Still, many governments and central banks, including the U.S. Federal Reserve and European Central Bank, continue to research whether central bank digital currencies (CBDC) hold potential but have maintained they do not see value in issuing one at this time. Many are also watching the growth in the stablecoin space – with total value now surpassing $25 billion – fueled by decentralized finance (DeFi) and institutional interest. This has corresponded with increased attention from regulators, for instance the controversial STABLE Act in the U.S. and the recent letter from the Office of the Comptroller of the Currency.
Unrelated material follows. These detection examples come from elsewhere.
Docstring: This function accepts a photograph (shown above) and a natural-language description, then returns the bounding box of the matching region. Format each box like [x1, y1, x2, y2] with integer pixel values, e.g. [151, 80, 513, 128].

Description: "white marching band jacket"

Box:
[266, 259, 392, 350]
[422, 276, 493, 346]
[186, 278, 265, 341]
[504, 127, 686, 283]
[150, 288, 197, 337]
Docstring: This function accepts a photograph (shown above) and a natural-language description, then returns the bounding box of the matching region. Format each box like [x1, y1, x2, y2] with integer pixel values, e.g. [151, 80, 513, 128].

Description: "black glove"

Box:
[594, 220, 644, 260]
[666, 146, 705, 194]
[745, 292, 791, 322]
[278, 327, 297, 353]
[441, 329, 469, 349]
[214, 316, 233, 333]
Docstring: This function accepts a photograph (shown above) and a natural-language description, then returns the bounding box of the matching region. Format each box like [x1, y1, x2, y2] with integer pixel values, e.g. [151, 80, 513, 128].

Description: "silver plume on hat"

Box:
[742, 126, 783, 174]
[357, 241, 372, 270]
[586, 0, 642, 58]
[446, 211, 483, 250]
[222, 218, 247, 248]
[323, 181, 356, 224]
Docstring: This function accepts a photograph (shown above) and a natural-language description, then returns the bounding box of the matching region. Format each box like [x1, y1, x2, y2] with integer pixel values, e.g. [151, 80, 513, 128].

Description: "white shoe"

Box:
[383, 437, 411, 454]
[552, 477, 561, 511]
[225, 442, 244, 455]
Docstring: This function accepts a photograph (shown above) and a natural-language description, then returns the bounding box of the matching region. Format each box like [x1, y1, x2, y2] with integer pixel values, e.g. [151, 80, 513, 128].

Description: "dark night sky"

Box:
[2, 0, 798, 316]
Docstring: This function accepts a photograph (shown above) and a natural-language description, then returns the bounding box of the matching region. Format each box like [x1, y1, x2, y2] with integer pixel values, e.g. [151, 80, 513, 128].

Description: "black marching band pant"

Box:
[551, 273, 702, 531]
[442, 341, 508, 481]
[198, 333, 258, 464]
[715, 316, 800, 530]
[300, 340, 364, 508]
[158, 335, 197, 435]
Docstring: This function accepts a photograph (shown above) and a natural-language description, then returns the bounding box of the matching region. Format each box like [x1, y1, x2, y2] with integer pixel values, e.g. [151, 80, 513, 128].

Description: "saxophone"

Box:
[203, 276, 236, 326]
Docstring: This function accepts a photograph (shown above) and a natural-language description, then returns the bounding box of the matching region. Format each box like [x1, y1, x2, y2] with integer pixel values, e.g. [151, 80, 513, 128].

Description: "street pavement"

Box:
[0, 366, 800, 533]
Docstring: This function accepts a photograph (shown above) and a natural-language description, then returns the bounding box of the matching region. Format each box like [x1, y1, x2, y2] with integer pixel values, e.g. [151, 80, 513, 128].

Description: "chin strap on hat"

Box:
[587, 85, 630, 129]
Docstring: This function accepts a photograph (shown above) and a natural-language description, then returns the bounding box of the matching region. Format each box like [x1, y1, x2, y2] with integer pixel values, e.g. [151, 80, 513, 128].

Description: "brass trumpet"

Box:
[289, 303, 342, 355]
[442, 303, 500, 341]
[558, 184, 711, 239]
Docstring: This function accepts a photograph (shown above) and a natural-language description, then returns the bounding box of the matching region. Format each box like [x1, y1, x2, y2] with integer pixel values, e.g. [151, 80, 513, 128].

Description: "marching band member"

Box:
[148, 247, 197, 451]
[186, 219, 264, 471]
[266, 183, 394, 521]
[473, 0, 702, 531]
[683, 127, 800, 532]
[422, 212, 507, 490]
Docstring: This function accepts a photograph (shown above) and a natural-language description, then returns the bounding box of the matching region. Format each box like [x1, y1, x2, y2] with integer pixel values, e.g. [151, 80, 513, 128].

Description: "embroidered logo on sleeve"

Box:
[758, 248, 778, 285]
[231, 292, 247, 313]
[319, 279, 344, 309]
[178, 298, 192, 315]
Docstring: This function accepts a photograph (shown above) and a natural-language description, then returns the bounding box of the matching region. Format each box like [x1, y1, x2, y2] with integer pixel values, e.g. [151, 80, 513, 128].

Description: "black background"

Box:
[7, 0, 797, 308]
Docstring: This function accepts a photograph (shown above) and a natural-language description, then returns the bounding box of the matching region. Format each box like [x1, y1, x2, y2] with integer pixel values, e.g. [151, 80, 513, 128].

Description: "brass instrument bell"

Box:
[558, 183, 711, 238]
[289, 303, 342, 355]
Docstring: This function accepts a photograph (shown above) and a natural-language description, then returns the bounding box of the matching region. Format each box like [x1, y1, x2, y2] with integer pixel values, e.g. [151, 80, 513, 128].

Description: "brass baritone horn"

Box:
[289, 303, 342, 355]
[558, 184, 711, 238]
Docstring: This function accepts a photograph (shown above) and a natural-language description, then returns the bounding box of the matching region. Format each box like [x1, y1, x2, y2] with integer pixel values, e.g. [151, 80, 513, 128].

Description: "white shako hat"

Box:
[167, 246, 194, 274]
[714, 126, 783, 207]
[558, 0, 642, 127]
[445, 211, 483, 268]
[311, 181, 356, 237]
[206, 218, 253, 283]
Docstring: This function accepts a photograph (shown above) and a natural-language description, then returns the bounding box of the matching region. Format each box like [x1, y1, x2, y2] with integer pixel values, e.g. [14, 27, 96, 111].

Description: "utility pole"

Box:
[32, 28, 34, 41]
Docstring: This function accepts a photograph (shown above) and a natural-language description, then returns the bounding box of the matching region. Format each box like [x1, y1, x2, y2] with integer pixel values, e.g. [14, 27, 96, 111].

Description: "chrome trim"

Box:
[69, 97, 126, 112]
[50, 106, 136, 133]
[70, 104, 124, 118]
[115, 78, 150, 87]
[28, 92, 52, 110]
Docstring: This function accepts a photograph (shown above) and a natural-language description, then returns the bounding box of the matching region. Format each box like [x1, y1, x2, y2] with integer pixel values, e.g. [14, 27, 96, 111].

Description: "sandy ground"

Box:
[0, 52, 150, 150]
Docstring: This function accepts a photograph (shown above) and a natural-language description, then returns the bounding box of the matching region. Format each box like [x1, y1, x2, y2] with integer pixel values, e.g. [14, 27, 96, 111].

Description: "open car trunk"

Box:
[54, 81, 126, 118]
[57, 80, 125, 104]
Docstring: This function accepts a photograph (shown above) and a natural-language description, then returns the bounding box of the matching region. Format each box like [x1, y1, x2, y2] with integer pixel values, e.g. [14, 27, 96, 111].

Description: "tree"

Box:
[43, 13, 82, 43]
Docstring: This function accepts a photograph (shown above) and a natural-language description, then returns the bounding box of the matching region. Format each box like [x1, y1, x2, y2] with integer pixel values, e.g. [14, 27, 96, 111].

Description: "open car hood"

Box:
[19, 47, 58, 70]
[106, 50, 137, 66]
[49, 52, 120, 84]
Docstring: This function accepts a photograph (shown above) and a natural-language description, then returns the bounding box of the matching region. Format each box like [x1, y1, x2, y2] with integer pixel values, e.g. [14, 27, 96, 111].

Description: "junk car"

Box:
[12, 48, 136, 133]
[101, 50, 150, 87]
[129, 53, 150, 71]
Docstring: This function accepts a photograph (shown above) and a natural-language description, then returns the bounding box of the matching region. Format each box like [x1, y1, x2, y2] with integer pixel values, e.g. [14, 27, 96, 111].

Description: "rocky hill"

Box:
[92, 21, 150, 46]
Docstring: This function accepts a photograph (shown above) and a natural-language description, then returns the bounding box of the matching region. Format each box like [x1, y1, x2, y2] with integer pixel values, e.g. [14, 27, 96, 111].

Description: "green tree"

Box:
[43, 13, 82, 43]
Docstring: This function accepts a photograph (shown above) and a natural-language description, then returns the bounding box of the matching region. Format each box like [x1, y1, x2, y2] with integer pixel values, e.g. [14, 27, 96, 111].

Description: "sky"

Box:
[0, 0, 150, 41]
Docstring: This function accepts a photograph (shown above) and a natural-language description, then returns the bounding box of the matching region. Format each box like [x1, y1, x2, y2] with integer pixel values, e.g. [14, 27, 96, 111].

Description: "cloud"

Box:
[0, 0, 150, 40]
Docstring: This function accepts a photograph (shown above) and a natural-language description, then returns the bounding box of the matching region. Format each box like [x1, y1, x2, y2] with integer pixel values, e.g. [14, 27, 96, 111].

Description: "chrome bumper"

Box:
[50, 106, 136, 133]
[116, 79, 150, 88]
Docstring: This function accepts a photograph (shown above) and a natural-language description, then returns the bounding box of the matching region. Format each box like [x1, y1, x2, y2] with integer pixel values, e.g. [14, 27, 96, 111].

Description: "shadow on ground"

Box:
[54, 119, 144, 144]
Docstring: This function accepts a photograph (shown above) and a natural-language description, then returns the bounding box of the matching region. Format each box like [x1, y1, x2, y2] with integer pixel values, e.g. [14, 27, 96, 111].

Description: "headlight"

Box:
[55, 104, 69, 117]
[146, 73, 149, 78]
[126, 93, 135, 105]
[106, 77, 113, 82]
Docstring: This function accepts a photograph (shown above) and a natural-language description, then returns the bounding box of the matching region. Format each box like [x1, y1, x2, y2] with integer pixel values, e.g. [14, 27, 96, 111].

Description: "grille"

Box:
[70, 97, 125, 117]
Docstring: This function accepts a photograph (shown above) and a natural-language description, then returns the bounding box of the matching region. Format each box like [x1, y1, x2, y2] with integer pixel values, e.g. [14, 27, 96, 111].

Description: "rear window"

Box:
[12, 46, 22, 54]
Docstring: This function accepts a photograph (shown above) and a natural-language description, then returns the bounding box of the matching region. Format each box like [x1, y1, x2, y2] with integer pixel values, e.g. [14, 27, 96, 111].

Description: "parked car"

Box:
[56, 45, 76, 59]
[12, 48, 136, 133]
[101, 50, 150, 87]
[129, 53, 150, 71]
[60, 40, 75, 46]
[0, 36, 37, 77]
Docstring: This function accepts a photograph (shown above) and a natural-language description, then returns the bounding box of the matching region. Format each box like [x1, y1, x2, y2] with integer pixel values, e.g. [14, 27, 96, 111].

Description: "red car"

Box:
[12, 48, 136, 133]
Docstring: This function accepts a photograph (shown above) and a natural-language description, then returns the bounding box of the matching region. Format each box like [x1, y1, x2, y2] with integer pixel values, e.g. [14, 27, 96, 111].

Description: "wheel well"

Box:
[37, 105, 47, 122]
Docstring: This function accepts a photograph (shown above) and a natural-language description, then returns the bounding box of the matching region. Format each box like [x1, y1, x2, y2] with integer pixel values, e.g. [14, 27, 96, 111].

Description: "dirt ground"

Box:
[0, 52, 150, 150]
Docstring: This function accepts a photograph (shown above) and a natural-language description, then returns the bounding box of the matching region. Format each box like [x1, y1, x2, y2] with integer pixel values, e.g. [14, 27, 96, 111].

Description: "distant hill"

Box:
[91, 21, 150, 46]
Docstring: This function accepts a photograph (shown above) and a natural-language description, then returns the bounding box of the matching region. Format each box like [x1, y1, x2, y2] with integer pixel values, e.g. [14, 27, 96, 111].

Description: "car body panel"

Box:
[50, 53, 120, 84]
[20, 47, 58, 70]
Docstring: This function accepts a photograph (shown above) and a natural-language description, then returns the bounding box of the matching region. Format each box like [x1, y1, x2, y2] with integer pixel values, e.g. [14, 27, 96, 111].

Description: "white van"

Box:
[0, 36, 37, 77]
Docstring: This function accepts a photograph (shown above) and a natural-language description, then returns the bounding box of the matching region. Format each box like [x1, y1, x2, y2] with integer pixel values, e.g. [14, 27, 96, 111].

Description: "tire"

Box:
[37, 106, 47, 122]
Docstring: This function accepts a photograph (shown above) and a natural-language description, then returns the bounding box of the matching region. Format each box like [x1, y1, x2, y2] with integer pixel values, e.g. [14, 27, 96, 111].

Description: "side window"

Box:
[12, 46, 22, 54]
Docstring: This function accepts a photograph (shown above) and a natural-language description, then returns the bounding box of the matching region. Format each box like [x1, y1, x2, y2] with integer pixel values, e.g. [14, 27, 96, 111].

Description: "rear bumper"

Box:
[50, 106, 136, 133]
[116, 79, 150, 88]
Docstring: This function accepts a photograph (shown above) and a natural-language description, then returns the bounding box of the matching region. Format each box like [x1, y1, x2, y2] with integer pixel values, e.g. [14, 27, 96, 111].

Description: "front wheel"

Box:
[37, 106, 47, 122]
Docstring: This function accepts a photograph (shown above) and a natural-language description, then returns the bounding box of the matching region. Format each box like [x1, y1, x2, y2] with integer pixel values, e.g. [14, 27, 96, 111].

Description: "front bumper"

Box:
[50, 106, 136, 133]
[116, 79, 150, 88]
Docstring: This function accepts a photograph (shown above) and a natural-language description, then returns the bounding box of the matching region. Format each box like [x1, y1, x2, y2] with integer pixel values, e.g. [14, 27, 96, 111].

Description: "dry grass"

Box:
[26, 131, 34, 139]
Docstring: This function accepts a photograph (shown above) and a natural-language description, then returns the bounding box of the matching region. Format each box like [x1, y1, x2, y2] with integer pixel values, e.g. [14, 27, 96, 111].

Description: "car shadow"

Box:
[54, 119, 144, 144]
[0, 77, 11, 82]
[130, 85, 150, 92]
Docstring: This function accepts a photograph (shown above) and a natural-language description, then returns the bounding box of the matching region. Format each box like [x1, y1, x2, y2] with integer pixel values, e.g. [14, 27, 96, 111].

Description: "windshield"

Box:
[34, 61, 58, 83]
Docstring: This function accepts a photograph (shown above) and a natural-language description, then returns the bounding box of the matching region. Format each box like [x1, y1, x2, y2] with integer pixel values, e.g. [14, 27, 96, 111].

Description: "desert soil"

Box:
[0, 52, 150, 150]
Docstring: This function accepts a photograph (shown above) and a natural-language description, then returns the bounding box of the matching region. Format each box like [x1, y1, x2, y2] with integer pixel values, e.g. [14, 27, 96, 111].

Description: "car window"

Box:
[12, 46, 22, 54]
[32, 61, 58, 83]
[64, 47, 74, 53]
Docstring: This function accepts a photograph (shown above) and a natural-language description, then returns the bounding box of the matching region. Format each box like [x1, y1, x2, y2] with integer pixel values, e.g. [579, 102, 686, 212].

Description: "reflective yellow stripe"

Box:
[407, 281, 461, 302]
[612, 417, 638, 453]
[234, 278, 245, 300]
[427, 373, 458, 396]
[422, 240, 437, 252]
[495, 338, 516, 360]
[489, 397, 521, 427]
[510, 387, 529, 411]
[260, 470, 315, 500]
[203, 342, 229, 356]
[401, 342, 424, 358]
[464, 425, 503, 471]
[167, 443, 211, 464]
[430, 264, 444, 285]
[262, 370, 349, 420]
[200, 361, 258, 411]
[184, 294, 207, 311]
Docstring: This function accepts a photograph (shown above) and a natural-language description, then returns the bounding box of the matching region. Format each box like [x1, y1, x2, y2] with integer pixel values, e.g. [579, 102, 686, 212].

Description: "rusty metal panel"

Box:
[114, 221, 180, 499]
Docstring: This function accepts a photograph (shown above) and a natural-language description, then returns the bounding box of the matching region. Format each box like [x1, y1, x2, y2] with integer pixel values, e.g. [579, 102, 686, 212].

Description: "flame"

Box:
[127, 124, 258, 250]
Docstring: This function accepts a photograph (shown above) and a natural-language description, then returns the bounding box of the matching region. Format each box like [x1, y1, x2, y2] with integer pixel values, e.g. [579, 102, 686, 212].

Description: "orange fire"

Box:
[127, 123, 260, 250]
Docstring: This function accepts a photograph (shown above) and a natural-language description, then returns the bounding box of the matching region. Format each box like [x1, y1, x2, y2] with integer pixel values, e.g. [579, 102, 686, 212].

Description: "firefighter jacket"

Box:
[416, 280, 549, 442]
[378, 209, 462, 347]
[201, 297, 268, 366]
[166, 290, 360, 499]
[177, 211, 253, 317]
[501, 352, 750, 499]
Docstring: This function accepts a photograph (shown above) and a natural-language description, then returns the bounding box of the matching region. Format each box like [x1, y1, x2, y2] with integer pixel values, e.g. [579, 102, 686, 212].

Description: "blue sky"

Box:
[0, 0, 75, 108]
We can expect continued regulatory interest and activity in this area from around the world.
NFTs boost inclusive wealth
We have come a long way since CryptoKitties, yet relatively little progress has been made in realizing the potential of non-fungible tokens (a cryptocurrency token that is indivisible and unique) outside of the gaming context.
But we are already seeing shifts around the dialogue of inclusion. Previously, there was talk of democratizing access to high-value assets, such as art. While there still might be potential here, it’s important to consider the implications for creators as well. For instance, some have spotlighted black artists and the role that crypto art can play in allowing for greater ownership and wealth creation within the space, as well as art exchanges. We’ve also seen early signs of how this may translate to music or writing.
Awareness of the power that centralized platforms and service providers wield over our lives is moving beyond the crypto and blockchain community to the mainstream. Take, for example, the recent mass exodus from WhatsApp to Signal following a (relatively minor) change in Facebook’s data-sharing policies.
This may create an increase in demand for decentralized service provision. In 2020, we saw the highly anticipated launch of Filecoin from Protocol Labs and continued growth of Web 3.0 projects such as Keep, Oasis and Polkadot. The public cloud market is among the most highly concentrated in existence, with four providers controlling 80% of the market. Decentralized cloud storage is currently the only alternative that could pose a challenge to this status quo. Along with advances in AI, this transition could lead to significant expansion of the scope of human and machine interaction, and an acceleration of the transition to Web 3.0.
Even as we have been wrestling with the consequences of the greatest social and economic disruption of our lifetimes, the pace of work across the blockchain ecosystem has been accelerating. The great news is that awareness of the potential of decentralized systems now lives beyond the minds of a tiny minority and is slowly gaining awareness among a larger audience (although the bitcoin price index remains the biggest reason most people pay any attention to the space).
As a result, it’s likely that we will see continued interest from regulators and policymakers around the globe, especially around digital currencies. We’re already starting to see increased market consolidation, which may be a sign of increased market maturity. Regardless of what happens in 2021, it’s sure to be a wild year and one for the books.